Software techniques that make lighting more realistic in “computer-generated” images were developed by researchers at Dartmouth College and their industry partners.
The new techniques focus on “real-time” graphics that must maintain the illusion of interactivity, as scenes change as a result of user movements. These graphics can be used in applications such as video games, scientific visualization tools, extended reality, etc.
Both relevant scientific articles show how developers can create sophisticated lighting effects by adapting a well-known “rendering” technique known as “ray tracing”.
“Over the past decade “ray tracing” has dramatically increased the realism and visual richness of “computer-generated” images in movies, where producing just one “frame” can take hours”,
said Vochieh Tzarros, an associate professor of computer science at Dartmouth, who had a key role in both research projects.

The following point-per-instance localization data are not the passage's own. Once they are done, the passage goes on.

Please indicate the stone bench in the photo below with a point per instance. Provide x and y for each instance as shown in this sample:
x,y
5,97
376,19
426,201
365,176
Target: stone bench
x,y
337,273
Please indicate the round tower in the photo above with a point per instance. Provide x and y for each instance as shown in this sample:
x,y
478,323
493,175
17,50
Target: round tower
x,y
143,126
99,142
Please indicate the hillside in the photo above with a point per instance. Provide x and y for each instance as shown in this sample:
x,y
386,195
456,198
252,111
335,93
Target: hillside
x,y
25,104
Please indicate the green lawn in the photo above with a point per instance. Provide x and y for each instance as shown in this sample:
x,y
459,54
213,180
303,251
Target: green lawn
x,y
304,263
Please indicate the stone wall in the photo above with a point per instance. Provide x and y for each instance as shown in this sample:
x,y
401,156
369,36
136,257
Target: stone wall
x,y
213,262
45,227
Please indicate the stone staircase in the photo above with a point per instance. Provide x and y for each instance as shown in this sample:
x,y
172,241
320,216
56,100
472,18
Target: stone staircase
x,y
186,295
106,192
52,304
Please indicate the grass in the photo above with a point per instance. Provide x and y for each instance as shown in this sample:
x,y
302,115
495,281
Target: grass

“Our scientific articles describe two very different approaches to realistic “ray-traced” lighting to the limitations of real-time graphics.”
The first program, developed with NVIDIA, looks at the possibilities for future games when developers integrate the company’s “ray tracing RTX” platform. New games have begun to use “RTX” to correct shadows and reflections, but the quality and complexity of lighting is currently limited by the small number of rays that can be deleted/traced per “frame”.
The new technique, called “ReSTIR (reservoir-based spatiotemporal importance resampling)” creates realistic lighting and shadows from millions of artificial light sources. The “ReSTIR” approach dramatically increases the quality of “rendering” on a computer’s graphics card by reusing rays traced to nearby “pixels” and previous “frames”. The new technique can be integrated into the design of future games and works up to 65 times faster than previous “rendering” techniques.
The second project took place in collaboration with “Activision” and describes how the company has incorporated increasingly realistic lighting effects into its games; traditional video games create “sequences” of lighting in real-time using what is called “baked” solutions: Complex “ray-traced” lighting is calculated only once, through a time-consuming process. The lighting created through this technique can be easily projected during the game, but is limited to a specific and stable layout in a scene, and therefore cannot react easily to the movement of characters and cameras.
This scientific article describes how “Activision” has gradually developed the “UberBake” system from a static approach to one that can reflect small lighting changes in response to interactions with players, such as opening and closing lights, or opening and closing doors. “UberBake” evolved over many years to operate in modern games, so it had to be able to operate on a wide range of hardware, from powerful PCs to previous generation consoles.
“Video games are played by millions of people around the world”,
said Dario Seib, a PhD student at Dartmouth who participated in the science article.
“With so many people interacting with video games, this technology can have a huge impact.”